December 14, 2015
Princess Winter is admired by the Lunar people for her grace and kindness, and despite the scars that mar her face, her beauty is said to be even more breathtaking than that of her stepmother, Queen Levana.
Winter despises her stepmother, and knows Levana won’t approve of her feelings for her childhood friend—the handsome palace guard, Jacin. But Winter isn’t as weak as Levana believes her to be and she’s been undermining her stepmother’s wishes for years. Together with the cyborg mechanic, Cinder, and her allies, Winter might even have the power to launch a revolution and win a war that’s been raging for far too long.
Can Cinder, Scarlet, Cress, and Winter defeat Levana and find their happily ever afters?
This title was provided to us by the Publisher/Author. We were in no way compensated for our review(s).
I couldn’t find a trailer, so here’s a song!
If there’s one thing that I know about Marissa Meyer’s The Lunar Chronicles it’s that it is a series that I was never able to put down. Admittedly, I got into the series a bit late in the game. I missed out on all the hype associated with waiting for Scarlet and Cress to come out. I finished the entirety of The Lunar Chronicles in about a week over the summer and was left feeling pretty dead knowing that Winter wouldn’t be out until later on in the year. Winter is, as all fans of the series know, the big conclusion to the epic series.
After kidnapping Kai and saving him from nearly crowning Levana as Empress of the Eastern Commonwealth, Cinder and her companions devise a plan that will take their fight against Levana directly to her home planet of Luna. Princess Winter is Queen Levana’s unwanted stepdaughter. Levana despises the princess for her breathtaking beauty sans glamour and has gone to extreme lengths to dampen her looks—including having Winter carve her face with a blade. Having gone years without using her gift, Winter has been plagued with vicious delusions and always relies on her childhood friend, Jacin. But Winter’s feelings for Jacin are forbidden and she knows that there is no possible way for the two of them to be together. When Cinder’s plan to take Luna’s throne for herself begin to fall into place, their worlds collide. The battle for Luna’s crown will begin and the fate of both planets will hang in the balance in the final novel of the Lunar Chronicles.

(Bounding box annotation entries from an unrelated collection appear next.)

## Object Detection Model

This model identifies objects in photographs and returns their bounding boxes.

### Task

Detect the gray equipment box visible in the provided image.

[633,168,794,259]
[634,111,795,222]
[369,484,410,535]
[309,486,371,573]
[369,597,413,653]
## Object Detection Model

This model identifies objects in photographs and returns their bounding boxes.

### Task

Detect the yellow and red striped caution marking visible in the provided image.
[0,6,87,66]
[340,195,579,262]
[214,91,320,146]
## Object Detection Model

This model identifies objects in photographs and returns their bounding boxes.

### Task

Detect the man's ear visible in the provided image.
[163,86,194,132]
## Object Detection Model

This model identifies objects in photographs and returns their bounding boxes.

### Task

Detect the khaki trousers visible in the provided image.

There is so much happening in Winter. If fans of the series are expecting a final novel that will pack a punch with each chapter, that is exactly what they’ll receive. Every moment in Winter is filled with conflict and action. In theory it sounds like there will never be a dull moment. We’re introduced to the character of Winter—a retelling of the classic character ‘Snow White’—and get to see what her life has looked like leading up to the events taking place in the novel. Personally, I adored Winter and her plucky, quirky behavior. Having spent years without utilizing her gift, Winter’s mind has begun to degrade, leaving her somewhat childish and naïve. There’s a lot of innocence surrounding Winter’s character that I found refreshing. Out of all the characters in the series, Meyer has easily made her my favorite. Easily, readers will be able to find a soft spot in their hearts for the series latest protagonist.
I won’t lie, I was somewhat disappointed by the way that Winter was executed. Meyer’s prose is still on point and riveting as always, but I strongly felt like Winter wasn’t the sole focus of the novel. Where Cinder, Scarlet, and even Cress all felt like novels oriented toward the retelling of a fairytale whilst also furthering the plot of the series, Winter felt like the opposite. Throughout reading, I constantly felt like the novel was focused more on furthering the plot of the Lunar Chronicles as opposed to telling us the titular character’s story. Winter does take a bit of a backseat to her cousin Cinder’s storyline as readers wonder if Cinder’s revolution will prove successful.
That being said, I won’t deny that Winter was a good book. It kept me engaged. It kept me excited. It kept me flipping pages until I could reach the very end and constantly kept me guessing. The action that took place in each chapter was always enjoyable, but I was also beginning to pick up a pattern while reading. It felt like a lot of the action sequences that would ensue had a bit of a uniform structure to them which, in turn, made points of the novel very predictable. I was still interested in what was happening—but at the same time, I was also a bit pouty whenever my predictions rang true.
I definitely do think that Winter is a very good choice for a final novel in an amazing series. Personally, I’m not entirely content with the way that everything ended—but what can I say? I’m a picky reader. If you’re a fan of The Lunar Chronicles then there’s no doubt in my mind that you will love Winter and that you will be weeping as you get closer and closer to the very real ending of the series. Luckily for all of us, it isn’t the very last that we’ll ever have of the series—we still have Stars Above to look forward to.
I would recommend The Lunar Chronicles to readers who are looking for fairytale retellings with a futuristic twist. Readers who are looking for a series that has the perfect combination of lightheartedness and darker, serious moments should definitely give it a read. Any readers who are looking for a series that mixes action and romance perfectly should also definitely pick up the series. Lastly, if you’re looking for a novel that you can easily finish in one sitting, The Lunar Chronicles is for you.